To all of you, my FF soulmates, without whom, I don't even want to imagine.

I am SLOWLY coming to realise that I shouldn't be so hard on myself and have found myself by accident, with a new coping strategy, which I thought I would share with you, and I hope some of you find it could help you too.

Like all of you, I realise there is NO cure for this pain.  Not in the short term, nor in the long term.

However, I have stumbled across this "tool/coping strategy/thought process" for want of a better word which helps me cope with things a bit better and enjoy the "better" days.

Basically, I realise that we won't ever be "completely cured" of this pain.  8 weeks into my 9th tx failure, I am slowly realising that there will be bad days.  But, I can't and will not allow myself to hide away any more.  I am NOT letting this pain cause me to miss out on life.

I let the bad days come.  I put on the sad music.  I cry, I wail.  And then I get on with my day (next day).

This is helping me to enjoy children for what they are and not just to see them as a "commodity" that I can't have.  For example, my brother and SIL have a gorgeous, beautiful, angelic one year old with blonde hair, 2 bottom teeth and an amazing, comical personality!  At first, I couldn't be with my family and the wee one.  It was too hard.

However, I am pushing myself ......... and actually ...... surprisingly, finding I am enjoying building a relationship with her.  

I have accepted that there will be days when I can't cope with it ...... both now ..... and later.  And that's fine.  It's OK.  I can have a cry and allow myself to do it without thinking "This is beating me/controlling my life/... whatever".

The thing is, the "better" days, means I'm not missing out completely, on something wonderful.  
The "better" days actually allow me to enjoy the awe and wonder of building a relationship with a wonderful little girl and taking part in watching her grow up.  Even if it is just as an Auntie.

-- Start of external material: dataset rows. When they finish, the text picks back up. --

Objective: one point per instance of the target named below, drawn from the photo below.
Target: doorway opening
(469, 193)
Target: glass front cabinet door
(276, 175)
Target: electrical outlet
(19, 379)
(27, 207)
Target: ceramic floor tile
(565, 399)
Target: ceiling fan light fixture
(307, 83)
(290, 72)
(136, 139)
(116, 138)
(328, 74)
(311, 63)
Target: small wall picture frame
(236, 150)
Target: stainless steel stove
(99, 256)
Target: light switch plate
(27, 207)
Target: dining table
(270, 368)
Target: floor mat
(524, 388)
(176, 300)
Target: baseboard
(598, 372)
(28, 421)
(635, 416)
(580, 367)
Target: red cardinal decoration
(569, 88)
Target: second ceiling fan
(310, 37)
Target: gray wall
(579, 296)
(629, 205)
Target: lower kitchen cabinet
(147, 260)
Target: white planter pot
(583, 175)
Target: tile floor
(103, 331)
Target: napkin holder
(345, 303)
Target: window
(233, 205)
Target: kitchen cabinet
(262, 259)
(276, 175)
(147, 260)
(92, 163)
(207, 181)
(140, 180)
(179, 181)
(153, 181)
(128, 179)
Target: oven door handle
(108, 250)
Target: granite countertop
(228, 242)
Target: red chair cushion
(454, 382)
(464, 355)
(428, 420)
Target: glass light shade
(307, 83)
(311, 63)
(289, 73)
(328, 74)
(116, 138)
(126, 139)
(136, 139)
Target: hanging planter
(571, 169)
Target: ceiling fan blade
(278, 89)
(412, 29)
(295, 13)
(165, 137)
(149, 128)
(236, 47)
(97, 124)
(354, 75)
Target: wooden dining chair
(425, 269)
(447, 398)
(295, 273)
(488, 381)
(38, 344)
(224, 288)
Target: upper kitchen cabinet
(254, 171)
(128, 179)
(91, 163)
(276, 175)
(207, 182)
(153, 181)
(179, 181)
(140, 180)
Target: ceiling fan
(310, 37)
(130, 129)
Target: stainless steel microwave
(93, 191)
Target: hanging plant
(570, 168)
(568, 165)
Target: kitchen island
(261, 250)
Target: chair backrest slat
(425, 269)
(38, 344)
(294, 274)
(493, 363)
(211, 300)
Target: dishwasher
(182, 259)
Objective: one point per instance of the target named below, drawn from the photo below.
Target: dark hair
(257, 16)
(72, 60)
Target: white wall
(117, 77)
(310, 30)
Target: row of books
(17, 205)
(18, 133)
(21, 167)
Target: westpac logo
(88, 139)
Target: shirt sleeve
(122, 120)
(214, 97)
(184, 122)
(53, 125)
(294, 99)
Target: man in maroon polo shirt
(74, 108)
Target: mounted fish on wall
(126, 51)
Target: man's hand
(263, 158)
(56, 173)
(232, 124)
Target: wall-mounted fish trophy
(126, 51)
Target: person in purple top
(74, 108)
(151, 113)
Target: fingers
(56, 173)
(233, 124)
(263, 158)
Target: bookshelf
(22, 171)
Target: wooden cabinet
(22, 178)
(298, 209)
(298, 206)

I think what I'm trying to say here is, if we push ourselves ..... whilst allowing ourselves to have those bad days, then we might all be able to find something wonderful, that we didn't expect.

Good luck to everyone,
All my love
Gill xx


----------



## Mrs Nikki (Nov 13, 2004)

Thanks for that Gill, I've heard something similar to that too, guess takes a lot of practice and will power but makes a lot of sense and I hope you have a lot more "better" days


----------



## Mairi (May 23, 2005)

Gill, its great to read about your coping strategy and you have hit the nail on the head. DH and I have bad days 
but we keep counting our blessings and realise we have alot to be thankful for. 

Between us we have 16 nieces and nephews as he has 3 brothers and I have 3 sisters, all with kids. This could make 
things hard but actually we absolutely love spending time with them. We seem to get unconditional love from them all 
and we can be the real cool aunty and uncle who spoil them. It does take effort but the returns are fantastic and really 
help the fact we haven't wee ones of our own. Also as some of them reach their teens now they can come and stay and
we really feel we are their friends. A relationship very different from parenthood but very fulfilling.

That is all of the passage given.